Other key economic reports due this week include U.S. second-quarter GDP data on Thursday and the personal consumption expenditures price index, the Fed’s favorite inflation measure, on Friday.
Investors will also be watching the European Central Bank and the Bank of Japan, which will issue their own policy decisions Thursday. The ECB is expected to raise rates again, though investors will be looking for signals on future decisions. The BOJ is forecast to hold its rates unchanged.
September silver futures rose 1% Tuesday to settle at $24.82 an ounce on Comex. The most-active contract lost 0.1% in the first two days of the week. Silver dropped 2.4% in June after decreasing 6.5% in May and gaining 4.4% in April. It retreated 4.2% in the first half of the year after rising 3% in 2022. The September contract is currently down $0.069 (-0.28%) an ounce to $24.755 and the DG spot price is $24.65.

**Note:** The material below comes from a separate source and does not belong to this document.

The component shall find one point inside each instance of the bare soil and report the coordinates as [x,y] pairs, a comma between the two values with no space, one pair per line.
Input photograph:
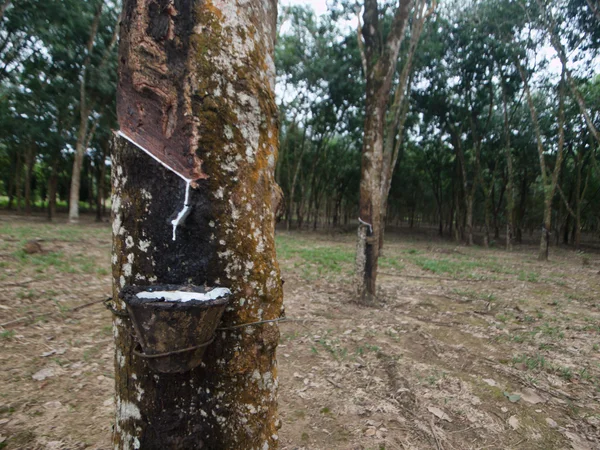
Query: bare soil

Spot palladium increased 0.9% Tuesday to $1,310.50 an ounce but is down 0.2% so far this week. Palladium fell 9.5% in June after tumbling 9.3% in May and rising 2% in April. Palladium plummeted 31% in the first half of the year after losing 5.7% in 2022. Currently, the DG spot price is down $36.20 an ounce to $1270.00.
Spot platinum gained 0.6% Tuesday to $974.70 an ounce and is up 0.4% this week. Platinum fell 9.3% in June after retreating 7.4% in May and adding 8.5% in April. Platinum dropped 15% in the first half of the year after surging 10% in 2022. The DG spot price is currently up $10.80 an ounce to $964.30.
Disclaimer: This editorial has been prepared by Dillon Gage Metals for information and thought-provoking purposes only and does not purport to predict or forecast actual results. This editorial opinion is not to be construed as investment advice or a recommendation regarding any particular security, commodity, or course of action. Opinions expressed herein cannot be attributable to Dillon Gage. Reasonable people may disagree about the events discussed or opinions expressed herein. In the event any of the assumptions used herein do not come to fruition, results are likely to vary substantially. It is not a solicitation or advice to make any exchange in commodities, securities, or other financial instruments. No part of this editorial may be reproduced in any manner, in whole or in part, without the prior written permission of Dillon Gage Metals. Dillon Gage Metals shall not have any liability for any damages of any kind whatsoever relating to this editorial. You should consult your advisers with respect to these areas. By posting this editorial, you acknowledge, understand, and accept this disclaimer.